LC-MS/MS analysis facilitates the unambiguous identification of restriction fragments of interest¹⁵. The LC-MS/MS method can also be used to determine the relative yield of the various identified DNA fragments based on their respective peak areas in the selected-ion chromatograms, as described elsewhere^11,29. This approach allows us to quantify the relative yield of restriction fragments of interest that may not be resolved by PAGE analysis⁸.

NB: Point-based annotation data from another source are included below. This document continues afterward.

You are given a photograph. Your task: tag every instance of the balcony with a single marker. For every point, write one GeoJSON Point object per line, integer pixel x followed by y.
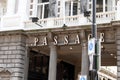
{"type": "Point", "coordinates": [77, 20]}
{"type": "Point", "coordinates": [71, 19]}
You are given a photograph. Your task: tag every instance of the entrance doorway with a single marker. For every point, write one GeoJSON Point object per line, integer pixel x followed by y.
{"type": "Point", "coordinates": [39, 67]}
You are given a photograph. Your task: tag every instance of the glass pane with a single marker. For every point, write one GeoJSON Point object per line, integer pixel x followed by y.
{"type": "Point", "coordinates": [46, 11]}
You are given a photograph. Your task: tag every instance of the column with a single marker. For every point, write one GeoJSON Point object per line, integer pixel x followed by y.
{"type": "Point", "coordinates": [109, 5]}
{"type": "Point", "coordinates": [118, 52]}
{"type": "Point", "coordinates": [10, 7]}
{"type": "Point", "coordinates": [85, 64]}
{"type": "Point", "coordinates": [52, 62]}
{"type": "Point", "coordinates": [118, 10]}
{"type": "Point", "coordinates": [23, 9]}
{"type": "Point", "coordinates": [85, 59]}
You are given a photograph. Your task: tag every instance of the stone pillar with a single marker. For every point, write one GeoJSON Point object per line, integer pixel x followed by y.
{"type": "Point", "coordinates": [118, 10]}
{"type": "Point", "coordinates": [12, 54]}
{"type": "Point", "coordinates": [104, 5]}
{"type": "Point", "coordinates": [85, 59]}
{"type": "Point", "coordinates": [10, 7]}
{"type": "Point", "coordinates": [85, 63]}
{"type": "Point", "coordinates": [52, 62]}
{"type": "Point", "coordinates": [118, 52]}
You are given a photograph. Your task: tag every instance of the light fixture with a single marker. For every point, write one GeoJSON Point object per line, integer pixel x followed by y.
{"type": "Point", "coordinates": [71, 48]}
{"type": "Point", "coordinates": [35, 20]}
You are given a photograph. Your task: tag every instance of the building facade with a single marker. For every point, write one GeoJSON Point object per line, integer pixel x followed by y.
{"type": "Point", "coordinates": [58, 49]}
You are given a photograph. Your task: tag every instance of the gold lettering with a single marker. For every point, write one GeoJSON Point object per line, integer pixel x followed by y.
{"type": "Point", "coordinates": [66, 39]}
{"type": "Point", "coordinates": [77, 39]}
{"type": "Point", "coordinates": [55, 40]}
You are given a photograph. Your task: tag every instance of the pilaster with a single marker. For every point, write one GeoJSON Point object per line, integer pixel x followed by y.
{"type": "Point", "coordinates": [118, 52]}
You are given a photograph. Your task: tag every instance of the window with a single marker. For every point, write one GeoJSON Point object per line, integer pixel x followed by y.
{"type": "Point", "coordinates": [3, 7]}
{"type": "Point", "coordinates": [39, 8]}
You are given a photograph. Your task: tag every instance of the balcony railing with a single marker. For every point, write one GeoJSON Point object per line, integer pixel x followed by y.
{"type": "Point", "coordinates": [78, 20]}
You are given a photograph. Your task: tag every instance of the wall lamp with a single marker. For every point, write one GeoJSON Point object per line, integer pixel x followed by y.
{"type": "Point", "coordinates": [87, 14]}
{"type": "Point", "coordinates": [35, 20]}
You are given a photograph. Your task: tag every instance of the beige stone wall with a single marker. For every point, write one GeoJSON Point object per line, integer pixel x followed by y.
{"type": "Point", "coordinates": [12, 54]}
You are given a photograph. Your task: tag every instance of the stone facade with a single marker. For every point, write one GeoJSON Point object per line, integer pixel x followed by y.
{"type": "Point", "coordinates": [12, 54]}
{"type": "Point", "coordinates": [118, 53]}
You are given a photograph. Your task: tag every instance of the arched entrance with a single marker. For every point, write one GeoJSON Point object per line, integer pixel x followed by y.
{"type": "Point", "coordinates": [5, 75]}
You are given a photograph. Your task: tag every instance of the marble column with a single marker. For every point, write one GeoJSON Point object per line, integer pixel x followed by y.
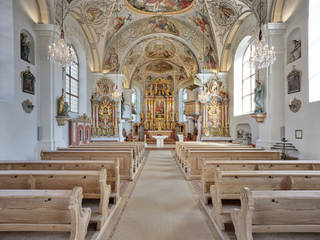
{"type": "Point", "coordinates": [274, 84]}
{"type": "Point", "coordinates": [51, 84]}
{"type": "Point", "coordinates": [223, 76]}
{"type": "Point", "coordinates": [127, 111]}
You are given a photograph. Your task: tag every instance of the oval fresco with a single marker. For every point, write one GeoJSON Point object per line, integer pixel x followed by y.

We have successfully used the CTAB assay to quantitatively determine the effects of a variety of DNA lesions on transcription and the possible roles of certain repair proteins in the repair of these lesions in mammalian cells^8,13–16. The anticipated results with the CTAB assay can vary with the types of DNA lesions. For instance, we previously showed that N3-CMdT and O⁴-CMdT exhibit inhibitory effects on DNA transcription in vitro and in human cells, and their deleterious effects on transcription can be exacerbated by depletion of the XPA gene (Figs. 5 and 6). In addition, N3-CMdT predominantly induces the misincorporation of uridine, whereas transcriptional bypass of O⁴-CMdT exclusively results in misinsertion of guanosine opposite the lesion (Figs. 5 and 6; ref. 15). This protocol should be generally applicable for assessing quantitatively how other DNA lesions perturb the fidelity and efficiency of DNA transcription in vitro and in vivo, and how they are repaired in mammalian cells.